ミシェルはすぐに立ち上がり、扉に鍵を掛けた。これでパトリックが入ってくるとしても、時間的余裕ができる。
「それで、ラル。分かったことを教えてくれる?」
ラルは軽く返事をして、ミシェルに見たものと聞いたものを報告していった。
ミシェルは時折質問を挟みながら、ラルの話を聞く。その話が来客の男性の容姿に至ったところで、ミシェルは口を開く。
心当たりは、ミシェルの記憶の中にあった。
「その人、多分ジラール男爵よ」
「ジラール男爵……って、ナタリアの父親っすか?」
アランの妻であった元オードラン伯爵夫人であるナタリアも、今は尋問のために牢の中だ。だが、その実家は対象となっていない。ナタリアの父親であるジラール男爵は自由な行動を許されている。
ミシェルはオードラン伯爵邸にあった肖像画を思い出した。アランとナタリアとジラール男爵が並んでいるものを、ミシェルは確かに見たことがある。

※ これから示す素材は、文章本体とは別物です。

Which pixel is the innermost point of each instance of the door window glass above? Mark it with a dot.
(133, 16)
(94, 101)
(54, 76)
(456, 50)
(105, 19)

「そうよ。話を聞く限り、特徴は完全に一致しているわ。その入れ墨だけは、分からないけれど……」
直接見ていないので特定はできないが、それでもラルがミシェルに伝えた男性の容姿とジラール男爵には一致するところが多い。
商人であるということも一致していた。
「アルグ教はトルロム国の国教で聖地もトルロム国内にありますけど、トルロム国以外にも信者はいます。ジラール男爵もその一人だったかもしれないっすね」
ラルが何の気なしに言ったような言葉に、ミシェルは首を傾げた。
「……そうかしら?」
「どういうことっすか」
ミシェルは不思議に思いながら、話を続ける。
「ジラール男爵はナタリア様の父親よ。信心深いなんて、聞いたことがないわ」
ナタリアが特定の宗教を信仰している様子はなかった。
もしジラールが敬虔なアルグ教信者であったならば、ナタリアもそうなるのが自然ではないか。
貴族令嬢は、実家の中で育つ。
特に母親がいないナタリアは、父親の影響を色濃く受けるように思う。
ラルが首を傾げた。
「でも実際、後ろ姿に──……っ!?」
話し始めたラルが、息を呑んだ。
何かの事実に気が付いたのか、目を見張っている。
「ラル?」
問いかけたミシェルに、ラルが青い顔で答える。
「あの『ジラール男爵』、足音がしてなかったんです」
「足音が……?」
「はい。地下室の物の少ない廊下で、普通は足音が響くはずです。でもあのとき、足音は子爵のものしか聞こえませんでした」
ジラール男爵はステッキを持っていた。ならば、より音が響くはずだ。
それなのに足音がしなかった。
「『ジラール男爵』は、訓練された密偵かもしれません」
ラルが辿り着いた結論に、ミシェルも息を呑んだ。